Original illustration by FSSA senior art student Zelinette Estrada.

The hectic streets of New York are barricaded with protestors, some peaceful, others reckless, shouting, as their faces turn red from the passion instilled in them. The deadly shootings, the police brutality, the corruption, the president, the favoritism, the dismissal of important issues; the list goes on and on. America isn’t perfect, nor is any country, but there is something I hold dear to my heart when I proudly say: I’m an American.

With so much turmoil and controversy surrounding this once highly touted country, it has become difficult for many to express what they genuinely feel. Many can’t even seem to understand what they feel, as they vacillate between what they think is right and wrong.

As I hear the crack of noise seep through the loud speaker during our morning announcements at school, an awkward silence engulfs the room. We all know the moment has come, do we respectfully stand or sit for the Pledge of Allegiance that embodies the utter meaning of being an American?

Red, white and blue: a symbol of patriotism. Whenever I see an American flag, whether waving in someone’s garden or in the streets of Manhattan, there is an overwhelming feeling of honor that floods my body and mind. I immediately think of everything that America represents, freedom, independence, opportunity, glory and democracy. With media playing such a large and influential role on not only the young, but older minds of American citizens, we tend to forget what it truly means to attain the label of being American. In today’s day and age, it is so easy to be immersed in this constant debate of our country and what patriotism even means.

I have never found myself hating the fact that I am American just because of the problems that have arisen, specifically throughout the last couple of years. I believe what makes up a country is the people within it, not just the ignorant speeches that the president delivers.

It is possible and quite likely that the citizens of that country might not actually support their president or the ideals that he/she has presented. I am not a Trump supporter, nor a conservative, rather someone who leans more to the left, possibly an independent. This uncertainty and reluctance to define myself through a political party stems from the feeling of not being able to place a label on how I feel about America.  

Americans are so quick to promote their own opinions and dismiss an opposing viewpoint, nonetheless, from their fellow Americans. This manifests into hatred and boils into arguments that can be avoided through being impartial. You can’t blame Americans for this frustration, as many feel that the president is misrepresenting their party or America as a whole.

Spending almost a month on a boat from Greece, my grandparents, not even teenagers yet, had suffered enough to last a lifetime. My grandmother’s’ eyes tear up, as she tells me with a heavy heart: “We even picked crumbs off of the floor.” They dropped everything they knew in their poor village and sought to better their lives in America. Still sea sick from laying in the very bottom level of the boat that brought them here, my grandmother stepped onto American soul and literally kissed the ground. In that moment, they had something to hold onto, to fill them with hope. This something was the land of the free, home of the brave.
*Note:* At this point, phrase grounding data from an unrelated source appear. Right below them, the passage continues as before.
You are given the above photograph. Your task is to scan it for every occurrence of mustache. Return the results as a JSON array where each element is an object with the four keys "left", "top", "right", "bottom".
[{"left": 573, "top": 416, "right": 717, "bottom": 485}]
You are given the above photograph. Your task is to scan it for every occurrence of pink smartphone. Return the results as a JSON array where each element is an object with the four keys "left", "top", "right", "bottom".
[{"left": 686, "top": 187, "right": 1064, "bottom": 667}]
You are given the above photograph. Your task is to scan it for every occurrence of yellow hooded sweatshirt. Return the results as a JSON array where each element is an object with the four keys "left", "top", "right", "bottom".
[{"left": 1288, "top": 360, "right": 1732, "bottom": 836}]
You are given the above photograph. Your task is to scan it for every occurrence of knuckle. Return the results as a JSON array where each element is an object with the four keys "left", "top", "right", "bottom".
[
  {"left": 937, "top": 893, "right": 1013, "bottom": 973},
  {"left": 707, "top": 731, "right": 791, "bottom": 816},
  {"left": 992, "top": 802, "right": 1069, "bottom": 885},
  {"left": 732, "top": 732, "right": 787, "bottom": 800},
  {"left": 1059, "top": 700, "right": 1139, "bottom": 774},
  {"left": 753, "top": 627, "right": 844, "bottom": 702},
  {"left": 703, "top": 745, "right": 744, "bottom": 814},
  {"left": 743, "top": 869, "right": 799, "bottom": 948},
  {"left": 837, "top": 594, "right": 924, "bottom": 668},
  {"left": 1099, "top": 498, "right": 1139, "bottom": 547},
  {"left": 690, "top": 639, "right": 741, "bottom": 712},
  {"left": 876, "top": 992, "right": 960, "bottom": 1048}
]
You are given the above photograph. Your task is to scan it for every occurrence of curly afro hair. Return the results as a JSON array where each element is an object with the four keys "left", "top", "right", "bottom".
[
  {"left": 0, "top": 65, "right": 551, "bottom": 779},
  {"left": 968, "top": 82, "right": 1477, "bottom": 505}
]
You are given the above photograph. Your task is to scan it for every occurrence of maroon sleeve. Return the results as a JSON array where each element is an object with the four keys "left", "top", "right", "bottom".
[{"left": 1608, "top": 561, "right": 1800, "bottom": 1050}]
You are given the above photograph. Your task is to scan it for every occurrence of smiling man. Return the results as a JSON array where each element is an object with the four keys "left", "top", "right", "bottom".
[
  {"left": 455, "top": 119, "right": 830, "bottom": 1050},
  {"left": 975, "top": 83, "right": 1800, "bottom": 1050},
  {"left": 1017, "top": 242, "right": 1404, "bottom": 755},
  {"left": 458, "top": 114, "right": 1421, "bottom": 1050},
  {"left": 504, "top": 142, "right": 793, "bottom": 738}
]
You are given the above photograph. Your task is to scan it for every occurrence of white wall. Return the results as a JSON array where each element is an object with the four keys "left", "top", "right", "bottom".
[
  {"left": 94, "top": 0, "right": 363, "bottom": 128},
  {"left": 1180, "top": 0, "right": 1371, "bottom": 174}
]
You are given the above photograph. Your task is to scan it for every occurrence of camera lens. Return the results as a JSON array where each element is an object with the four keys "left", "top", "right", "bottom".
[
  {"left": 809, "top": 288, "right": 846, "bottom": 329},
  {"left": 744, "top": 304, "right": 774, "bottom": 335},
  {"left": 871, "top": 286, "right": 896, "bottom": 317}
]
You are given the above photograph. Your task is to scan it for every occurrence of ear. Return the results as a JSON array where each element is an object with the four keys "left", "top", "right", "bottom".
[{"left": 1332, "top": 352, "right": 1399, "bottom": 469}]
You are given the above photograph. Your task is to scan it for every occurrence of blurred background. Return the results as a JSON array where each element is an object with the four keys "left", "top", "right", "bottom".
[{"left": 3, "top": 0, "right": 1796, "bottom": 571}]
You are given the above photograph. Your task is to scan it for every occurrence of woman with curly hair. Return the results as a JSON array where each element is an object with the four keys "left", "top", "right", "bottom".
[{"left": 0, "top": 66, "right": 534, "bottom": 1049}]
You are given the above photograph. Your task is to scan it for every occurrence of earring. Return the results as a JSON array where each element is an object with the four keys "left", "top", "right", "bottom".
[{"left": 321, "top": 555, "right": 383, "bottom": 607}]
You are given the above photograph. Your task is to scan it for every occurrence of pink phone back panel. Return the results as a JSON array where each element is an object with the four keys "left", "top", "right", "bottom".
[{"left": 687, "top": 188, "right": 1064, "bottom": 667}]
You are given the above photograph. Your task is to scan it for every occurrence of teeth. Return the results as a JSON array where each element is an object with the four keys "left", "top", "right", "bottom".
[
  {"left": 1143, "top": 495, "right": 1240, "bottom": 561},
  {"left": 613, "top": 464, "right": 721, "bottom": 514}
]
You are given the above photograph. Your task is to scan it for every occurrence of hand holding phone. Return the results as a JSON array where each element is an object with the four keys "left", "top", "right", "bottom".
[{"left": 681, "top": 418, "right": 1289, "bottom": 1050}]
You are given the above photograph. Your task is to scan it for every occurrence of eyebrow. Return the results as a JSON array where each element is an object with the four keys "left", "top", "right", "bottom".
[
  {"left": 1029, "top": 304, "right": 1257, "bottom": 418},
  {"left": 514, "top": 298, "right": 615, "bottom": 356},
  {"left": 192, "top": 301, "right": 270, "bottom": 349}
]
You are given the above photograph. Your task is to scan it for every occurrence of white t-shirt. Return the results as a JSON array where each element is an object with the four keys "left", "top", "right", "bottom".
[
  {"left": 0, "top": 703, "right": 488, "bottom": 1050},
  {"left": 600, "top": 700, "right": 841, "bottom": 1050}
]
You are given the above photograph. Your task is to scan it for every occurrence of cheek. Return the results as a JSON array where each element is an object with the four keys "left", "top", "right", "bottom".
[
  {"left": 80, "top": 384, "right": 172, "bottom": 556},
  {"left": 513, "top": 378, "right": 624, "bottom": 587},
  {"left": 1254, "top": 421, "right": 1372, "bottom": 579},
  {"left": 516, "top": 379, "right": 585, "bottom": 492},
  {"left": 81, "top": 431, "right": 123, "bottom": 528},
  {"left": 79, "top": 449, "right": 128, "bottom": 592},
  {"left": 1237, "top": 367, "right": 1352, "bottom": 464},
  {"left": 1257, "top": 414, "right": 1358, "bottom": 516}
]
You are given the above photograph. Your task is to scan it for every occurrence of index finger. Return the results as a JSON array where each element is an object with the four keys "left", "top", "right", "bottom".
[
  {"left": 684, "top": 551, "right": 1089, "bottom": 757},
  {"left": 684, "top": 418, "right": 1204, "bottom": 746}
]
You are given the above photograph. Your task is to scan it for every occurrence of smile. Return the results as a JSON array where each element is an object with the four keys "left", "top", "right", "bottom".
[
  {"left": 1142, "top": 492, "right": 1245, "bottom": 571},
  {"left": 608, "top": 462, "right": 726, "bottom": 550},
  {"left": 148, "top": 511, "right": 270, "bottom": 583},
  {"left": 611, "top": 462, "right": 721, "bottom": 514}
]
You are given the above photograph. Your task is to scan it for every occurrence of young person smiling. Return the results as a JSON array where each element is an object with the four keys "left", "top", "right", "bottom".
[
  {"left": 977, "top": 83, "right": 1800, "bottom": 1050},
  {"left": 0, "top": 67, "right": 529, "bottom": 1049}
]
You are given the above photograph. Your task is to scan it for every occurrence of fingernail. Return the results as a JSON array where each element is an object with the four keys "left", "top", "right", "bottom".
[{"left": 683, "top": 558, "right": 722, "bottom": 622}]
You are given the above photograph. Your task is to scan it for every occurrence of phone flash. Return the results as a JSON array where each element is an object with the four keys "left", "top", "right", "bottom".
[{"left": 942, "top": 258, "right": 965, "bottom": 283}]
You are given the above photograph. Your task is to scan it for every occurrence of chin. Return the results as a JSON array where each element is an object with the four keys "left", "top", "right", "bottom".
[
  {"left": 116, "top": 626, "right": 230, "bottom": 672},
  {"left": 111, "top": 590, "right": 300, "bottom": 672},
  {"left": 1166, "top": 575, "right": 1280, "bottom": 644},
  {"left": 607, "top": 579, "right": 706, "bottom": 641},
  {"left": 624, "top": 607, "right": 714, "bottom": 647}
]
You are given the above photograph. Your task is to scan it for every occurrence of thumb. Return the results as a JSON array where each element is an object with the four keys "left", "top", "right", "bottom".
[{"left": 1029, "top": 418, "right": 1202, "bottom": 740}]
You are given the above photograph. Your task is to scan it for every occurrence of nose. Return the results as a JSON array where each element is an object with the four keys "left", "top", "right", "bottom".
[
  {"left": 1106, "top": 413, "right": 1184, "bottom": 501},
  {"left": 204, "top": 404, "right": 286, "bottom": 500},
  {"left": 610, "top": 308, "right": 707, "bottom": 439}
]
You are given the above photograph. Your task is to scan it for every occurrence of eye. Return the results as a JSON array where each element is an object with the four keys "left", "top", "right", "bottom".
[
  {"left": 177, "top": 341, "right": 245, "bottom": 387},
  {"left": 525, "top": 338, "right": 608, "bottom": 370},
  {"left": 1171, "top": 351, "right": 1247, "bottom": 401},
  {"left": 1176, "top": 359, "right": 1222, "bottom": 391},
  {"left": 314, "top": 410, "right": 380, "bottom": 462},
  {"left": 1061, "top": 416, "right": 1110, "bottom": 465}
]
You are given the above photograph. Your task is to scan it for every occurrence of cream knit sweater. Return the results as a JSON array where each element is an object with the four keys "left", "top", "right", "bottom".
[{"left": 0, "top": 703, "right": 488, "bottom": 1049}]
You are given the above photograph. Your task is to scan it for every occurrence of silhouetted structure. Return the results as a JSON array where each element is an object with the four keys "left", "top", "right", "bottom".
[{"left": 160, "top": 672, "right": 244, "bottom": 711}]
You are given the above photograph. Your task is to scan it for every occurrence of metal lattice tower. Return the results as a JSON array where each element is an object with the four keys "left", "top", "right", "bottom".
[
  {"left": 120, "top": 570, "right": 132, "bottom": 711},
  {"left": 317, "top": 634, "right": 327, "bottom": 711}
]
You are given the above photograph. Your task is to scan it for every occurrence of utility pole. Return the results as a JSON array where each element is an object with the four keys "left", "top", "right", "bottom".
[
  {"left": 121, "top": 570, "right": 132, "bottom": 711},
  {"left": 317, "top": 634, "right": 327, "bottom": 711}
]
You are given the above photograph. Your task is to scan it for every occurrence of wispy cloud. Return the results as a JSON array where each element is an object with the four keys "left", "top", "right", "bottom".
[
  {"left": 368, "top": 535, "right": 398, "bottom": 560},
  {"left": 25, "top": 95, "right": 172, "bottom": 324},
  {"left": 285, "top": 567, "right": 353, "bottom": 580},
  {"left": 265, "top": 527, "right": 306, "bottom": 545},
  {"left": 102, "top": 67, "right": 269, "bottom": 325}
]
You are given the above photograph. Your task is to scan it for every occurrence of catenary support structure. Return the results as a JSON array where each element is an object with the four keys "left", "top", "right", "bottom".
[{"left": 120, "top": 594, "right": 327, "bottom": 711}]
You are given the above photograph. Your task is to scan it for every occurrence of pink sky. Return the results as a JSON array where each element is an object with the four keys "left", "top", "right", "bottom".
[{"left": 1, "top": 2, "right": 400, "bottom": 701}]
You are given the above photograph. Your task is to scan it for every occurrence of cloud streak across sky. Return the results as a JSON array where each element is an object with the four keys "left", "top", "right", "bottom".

We often take for granted the many blessings of living in this country. Freedom of expression, religion, speech and press are essential to character development and educating others. As a society we are able to grow and understand the differences of the citizens that make up America. When I make the sign of the cross, say a prayer or walk into church, I am aware that not everyone has this privilege in other countries.

America has its flaws, there is no denying that, but so does every other country. If you take a second to sit back and evaluate how drastically different your life would be if you didn’t live in America, you might just appreciate this country more. While I don’t necessarily agree with every decision our president or congress makes, there is no other country that bases its morals off of freedom, as intently as America does.

If you sit for the National Anthem, I will not judge you because you have the freedom to do so. However, I will put my hand on my heart and sing the impactful lyrics for that very reason.